At the time, the city had almost no defenses; the ancient walls were in disrepair, and Pope Clement VII's call to arms was answered by only 500 men of the city. The Pontifical Swiss Guard had been called out. The 189 Swiss guards stood their ground against the thousands of attackers.

This stand gave the Pope and his entourage time to escape across the Passetto di Borgo. Of the 189 Swiss Guards, 42 guards managed to sneak the Pope through the secret passage, the “Passetto”, to safety in the fortress Castel Sant’Angelo.

The remainder, under Captain Kaspar Röist, made their stand near the Teutonic College next to the Basilica – less than 150 Swiss against 20,000 Germans and Spaniards.

Wave after wave of Lutheran troops rushed the stoic Swiss, only to be driven back time and time again. The avenues leading to the Guards' position became so choked with the dead that their living comrades were funneled dangerously into narrow back alleys and side streets, where their superior numbers counted for nothing.

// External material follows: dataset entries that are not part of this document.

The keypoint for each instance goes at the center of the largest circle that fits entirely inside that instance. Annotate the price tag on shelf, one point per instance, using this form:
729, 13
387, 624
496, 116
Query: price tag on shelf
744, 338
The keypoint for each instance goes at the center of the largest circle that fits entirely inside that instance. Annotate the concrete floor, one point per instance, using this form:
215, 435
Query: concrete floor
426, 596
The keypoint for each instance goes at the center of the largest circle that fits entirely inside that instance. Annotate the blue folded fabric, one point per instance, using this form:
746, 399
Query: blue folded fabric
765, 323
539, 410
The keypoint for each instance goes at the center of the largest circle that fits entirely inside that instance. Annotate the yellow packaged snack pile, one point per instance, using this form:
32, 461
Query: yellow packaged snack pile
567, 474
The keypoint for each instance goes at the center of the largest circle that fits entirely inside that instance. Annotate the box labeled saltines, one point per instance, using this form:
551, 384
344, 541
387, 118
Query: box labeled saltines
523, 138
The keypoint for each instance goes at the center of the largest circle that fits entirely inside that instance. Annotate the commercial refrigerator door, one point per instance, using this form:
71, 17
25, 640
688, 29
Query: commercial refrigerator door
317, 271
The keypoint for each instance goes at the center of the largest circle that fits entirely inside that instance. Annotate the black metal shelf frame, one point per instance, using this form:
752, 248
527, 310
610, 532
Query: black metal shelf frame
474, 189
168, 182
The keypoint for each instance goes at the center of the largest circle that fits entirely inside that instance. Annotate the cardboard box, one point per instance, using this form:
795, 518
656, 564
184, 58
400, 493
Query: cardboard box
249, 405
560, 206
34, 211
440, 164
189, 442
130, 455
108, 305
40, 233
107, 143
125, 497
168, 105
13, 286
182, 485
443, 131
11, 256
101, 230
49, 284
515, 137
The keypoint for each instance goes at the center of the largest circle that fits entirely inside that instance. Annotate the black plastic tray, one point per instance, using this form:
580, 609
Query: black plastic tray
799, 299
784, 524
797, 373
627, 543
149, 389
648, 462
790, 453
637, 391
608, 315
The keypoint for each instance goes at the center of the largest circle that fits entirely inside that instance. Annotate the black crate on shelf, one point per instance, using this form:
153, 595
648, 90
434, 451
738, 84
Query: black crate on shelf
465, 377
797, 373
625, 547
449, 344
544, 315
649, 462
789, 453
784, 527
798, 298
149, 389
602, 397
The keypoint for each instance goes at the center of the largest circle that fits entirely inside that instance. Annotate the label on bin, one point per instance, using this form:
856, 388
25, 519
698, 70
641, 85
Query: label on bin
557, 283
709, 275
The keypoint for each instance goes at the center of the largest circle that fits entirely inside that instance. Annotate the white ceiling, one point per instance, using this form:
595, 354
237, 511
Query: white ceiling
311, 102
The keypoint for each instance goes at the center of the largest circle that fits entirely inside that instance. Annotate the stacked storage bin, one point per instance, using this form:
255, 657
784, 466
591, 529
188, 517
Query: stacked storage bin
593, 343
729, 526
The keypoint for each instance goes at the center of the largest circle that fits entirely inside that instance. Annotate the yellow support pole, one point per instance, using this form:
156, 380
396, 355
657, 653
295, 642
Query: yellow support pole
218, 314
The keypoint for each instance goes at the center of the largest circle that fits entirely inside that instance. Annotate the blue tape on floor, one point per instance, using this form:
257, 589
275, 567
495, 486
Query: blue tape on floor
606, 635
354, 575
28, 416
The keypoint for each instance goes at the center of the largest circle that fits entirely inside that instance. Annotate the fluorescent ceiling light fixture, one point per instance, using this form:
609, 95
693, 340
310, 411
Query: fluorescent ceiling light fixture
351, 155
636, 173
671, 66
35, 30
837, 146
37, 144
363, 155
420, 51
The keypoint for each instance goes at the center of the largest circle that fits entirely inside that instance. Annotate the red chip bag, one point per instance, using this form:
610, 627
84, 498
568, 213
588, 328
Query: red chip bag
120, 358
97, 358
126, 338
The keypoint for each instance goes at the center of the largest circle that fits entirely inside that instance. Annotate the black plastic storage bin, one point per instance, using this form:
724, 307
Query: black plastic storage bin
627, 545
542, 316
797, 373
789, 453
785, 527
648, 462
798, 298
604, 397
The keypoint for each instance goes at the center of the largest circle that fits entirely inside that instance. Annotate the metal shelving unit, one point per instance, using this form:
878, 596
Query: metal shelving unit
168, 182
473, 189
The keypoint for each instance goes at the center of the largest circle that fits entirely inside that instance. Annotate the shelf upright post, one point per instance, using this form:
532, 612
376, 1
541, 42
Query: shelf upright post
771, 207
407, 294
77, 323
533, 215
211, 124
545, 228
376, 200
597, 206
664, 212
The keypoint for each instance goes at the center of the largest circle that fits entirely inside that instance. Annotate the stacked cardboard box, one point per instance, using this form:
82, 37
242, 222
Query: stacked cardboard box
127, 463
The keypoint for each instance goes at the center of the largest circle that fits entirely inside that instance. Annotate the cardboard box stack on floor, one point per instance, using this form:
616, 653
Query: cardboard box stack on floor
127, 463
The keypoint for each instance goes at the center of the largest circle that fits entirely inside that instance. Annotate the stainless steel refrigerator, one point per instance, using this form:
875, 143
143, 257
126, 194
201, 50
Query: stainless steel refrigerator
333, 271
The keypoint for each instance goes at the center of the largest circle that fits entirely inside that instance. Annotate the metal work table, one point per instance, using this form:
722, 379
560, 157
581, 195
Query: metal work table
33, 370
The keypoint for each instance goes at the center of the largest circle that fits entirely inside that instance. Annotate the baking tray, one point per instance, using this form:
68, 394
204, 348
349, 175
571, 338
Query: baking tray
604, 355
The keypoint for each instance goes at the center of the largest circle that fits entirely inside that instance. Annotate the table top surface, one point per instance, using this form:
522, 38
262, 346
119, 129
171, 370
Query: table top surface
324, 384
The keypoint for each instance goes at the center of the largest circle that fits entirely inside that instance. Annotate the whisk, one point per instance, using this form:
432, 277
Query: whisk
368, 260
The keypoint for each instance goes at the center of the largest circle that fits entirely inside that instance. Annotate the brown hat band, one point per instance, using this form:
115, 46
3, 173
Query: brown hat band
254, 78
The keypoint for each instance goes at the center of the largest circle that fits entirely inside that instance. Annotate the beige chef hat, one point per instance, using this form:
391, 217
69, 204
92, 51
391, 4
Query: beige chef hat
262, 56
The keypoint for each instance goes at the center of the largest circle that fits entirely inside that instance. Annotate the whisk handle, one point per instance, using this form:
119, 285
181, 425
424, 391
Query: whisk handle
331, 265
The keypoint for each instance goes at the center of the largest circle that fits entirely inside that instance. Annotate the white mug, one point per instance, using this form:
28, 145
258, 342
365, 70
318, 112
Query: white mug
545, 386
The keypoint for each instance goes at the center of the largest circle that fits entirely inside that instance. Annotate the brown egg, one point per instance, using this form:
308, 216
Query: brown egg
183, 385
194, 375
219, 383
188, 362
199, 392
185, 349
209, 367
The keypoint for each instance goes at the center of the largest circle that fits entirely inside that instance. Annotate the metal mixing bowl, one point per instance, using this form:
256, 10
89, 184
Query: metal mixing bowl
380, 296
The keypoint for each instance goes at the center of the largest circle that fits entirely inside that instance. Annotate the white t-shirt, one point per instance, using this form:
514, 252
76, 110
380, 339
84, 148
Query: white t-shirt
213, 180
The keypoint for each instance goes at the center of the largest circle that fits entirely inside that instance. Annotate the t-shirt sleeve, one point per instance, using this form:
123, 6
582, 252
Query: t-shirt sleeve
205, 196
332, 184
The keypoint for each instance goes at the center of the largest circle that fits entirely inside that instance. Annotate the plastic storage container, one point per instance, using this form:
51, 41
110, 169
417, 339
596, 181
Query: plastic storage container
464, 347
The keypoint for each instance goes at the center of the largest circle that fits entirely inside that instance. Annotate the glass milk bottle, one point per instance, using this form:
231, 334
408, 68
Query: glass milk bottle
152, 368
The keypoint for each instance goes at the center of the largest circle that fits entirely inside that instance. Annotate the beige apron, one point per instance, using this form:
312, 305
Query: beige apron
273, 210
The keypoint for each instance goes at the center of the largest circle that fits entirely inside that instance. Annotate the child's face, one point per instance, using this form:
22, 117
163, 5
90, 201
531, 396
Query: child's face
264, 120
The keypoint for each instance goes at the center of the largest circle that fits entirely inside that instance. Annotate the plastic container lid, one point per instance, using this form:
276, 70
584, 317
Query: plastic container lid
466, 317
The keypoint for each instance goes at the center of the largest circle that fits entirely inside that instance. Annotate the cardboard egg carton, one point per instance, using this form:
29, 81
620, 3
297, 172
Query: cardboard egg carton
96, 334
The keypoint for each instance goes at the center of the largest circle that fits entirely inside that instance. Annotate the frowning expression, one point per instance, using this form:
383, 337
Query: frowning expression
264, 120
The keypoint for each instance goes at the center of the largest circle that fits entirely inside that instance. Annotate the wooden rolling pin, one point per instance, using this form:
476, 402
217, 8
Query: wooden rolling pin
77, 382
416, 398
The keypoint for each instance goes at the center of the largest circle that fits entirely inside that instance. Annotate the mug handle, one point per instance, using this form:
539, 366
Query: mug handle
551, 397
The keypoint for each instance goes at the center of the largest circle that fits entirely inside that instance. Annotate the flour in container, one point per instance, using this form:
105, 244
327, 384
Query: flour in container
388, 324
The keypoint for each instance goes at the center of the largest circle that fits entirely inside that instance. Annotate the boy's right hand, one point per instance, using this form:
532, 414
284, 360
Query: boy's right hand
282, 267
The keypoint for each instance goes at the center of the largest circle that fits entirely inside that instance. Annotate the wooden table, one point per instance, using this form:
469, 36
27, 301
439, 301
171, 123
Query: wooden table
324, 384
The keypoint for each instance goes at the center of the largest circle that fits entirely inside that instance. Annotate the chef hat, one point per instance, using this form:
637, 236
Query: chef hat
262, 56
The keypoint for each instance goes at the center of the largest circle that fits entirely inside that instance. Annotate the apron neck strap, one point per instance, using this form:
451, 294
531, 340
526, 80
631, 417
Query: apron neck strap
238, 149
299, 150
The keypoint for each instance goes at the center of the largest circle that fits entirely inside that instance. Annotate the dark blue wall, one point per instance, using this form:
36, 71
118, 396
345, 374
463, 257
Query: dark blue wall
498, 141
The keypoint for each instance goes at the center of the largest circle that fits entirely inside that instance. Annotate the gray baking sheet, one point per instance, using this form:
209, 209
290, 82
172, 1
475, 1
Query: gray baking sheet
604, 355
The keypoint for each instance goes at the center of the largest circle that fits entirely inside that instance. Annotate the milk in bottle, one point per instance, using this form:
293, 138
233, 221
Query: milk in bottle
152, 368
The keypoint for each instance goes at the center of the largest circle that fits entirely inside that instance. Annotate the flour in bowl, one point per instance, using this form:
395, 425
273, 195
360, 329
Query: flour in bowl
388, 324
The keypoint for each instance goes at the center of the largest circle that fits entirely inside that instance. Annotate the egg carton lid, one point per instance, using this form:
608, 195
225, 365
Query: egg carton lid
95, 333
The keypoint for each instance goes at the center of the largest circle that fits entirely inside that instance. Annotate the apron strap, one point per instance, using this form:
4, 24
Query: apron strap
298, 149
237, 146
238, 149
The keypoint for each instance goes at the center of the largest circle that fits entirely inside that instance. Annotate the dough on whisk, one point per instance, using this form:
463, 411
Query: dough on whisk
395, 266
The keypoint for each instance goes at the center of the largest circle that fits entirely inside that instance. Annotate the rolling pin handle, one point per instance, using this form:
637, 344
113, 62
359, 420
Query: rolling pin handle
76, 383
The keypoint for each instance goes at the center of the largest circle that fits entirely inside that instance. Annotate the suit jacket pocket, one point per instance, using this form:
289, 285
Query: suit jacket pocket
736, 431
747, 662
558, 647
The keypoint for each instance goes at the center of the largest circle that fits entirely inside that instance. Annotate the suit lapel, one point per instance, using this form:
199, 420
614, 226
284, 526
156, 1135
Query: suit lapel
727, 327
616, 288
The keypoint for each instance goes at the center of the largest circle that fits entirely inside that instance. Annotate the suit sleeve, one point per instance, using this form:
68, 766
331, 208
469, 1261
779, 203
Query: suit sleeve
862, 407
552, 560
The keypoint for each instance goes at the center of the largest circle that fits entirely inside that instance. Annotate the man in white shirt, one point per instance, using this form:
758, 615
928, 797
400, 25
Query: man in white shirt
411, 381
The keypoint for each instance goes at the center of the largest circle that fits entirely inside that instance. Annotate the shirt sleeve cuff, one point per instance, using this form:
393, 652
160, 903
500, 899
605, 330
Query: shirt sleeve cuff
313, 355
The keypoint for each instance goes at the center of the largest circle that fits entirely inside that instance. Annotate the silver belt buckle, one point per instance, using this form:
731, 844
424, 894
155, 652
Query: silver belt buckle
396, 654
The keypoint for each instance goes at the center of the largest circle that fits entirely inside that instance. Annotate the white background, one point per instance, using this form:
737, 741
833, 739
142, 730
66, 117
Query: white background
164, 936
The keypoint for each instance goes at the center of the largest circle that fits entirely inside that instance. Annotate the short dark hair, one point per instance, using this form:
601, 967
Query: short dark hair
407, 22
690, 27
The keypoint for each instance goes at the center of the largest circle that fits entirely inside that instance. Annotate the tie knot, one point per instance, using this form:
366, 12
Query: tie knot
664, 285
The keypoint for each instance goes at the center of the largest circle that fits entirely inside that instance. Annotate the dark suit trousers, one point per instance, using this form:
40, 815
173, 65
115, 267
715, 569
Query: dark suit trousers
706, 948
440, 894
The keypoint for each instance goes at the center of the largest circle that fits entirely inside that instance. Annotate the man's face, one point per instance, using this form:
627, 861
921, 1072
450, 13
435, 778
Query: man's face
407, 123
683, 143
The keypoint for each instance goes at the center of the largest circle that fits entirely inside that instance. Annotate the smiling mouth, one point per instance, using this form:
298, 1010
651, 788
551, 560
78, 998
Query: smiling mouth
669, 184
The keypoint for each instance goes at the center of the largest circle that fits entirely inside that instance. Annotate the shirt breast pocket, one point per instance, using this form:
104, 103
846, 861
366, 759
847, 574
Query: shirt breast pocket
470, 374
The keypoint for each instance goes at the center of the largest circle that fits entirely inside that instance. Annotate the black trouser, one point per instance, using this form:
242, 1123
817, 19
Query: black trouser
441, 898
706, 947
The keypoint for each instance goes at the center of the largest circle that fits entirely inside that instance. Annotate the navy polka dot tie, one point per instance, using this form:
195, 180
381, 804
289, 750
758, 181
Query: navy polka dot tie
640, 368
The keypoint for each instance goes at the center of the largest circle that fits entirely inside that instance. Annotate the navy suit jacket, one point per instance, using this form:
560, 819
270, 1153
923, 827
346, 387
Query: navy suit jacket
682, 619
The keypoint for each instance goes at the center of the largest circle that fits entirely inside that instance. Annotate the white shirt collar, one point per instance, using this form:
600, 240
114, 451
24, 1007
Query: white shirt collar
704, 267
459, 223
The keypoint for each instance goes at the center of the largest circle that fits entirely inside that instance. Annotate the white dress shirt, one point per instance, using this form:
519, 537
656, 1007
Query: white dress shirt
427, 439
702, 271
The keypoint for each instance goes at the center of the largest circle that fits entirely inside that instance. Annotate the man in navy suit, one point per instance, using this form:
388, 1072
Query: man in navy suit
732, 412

The Swiss Guards were killed to the last man; Röist himself was the last to fall. Of the 20,000 men who had invaded the city, the Protestants suffered an estimated 15,000 casualties. 147 Swiss Guards had died, but they had reduced the Imperial army to only a quarter of its initial fighting strength.

The last stand of the Swiss Guard allowed Pope Clement VII time to escape the Vatican, and it weakened and demoralized the mutineers to such an extent that they could not hold the city.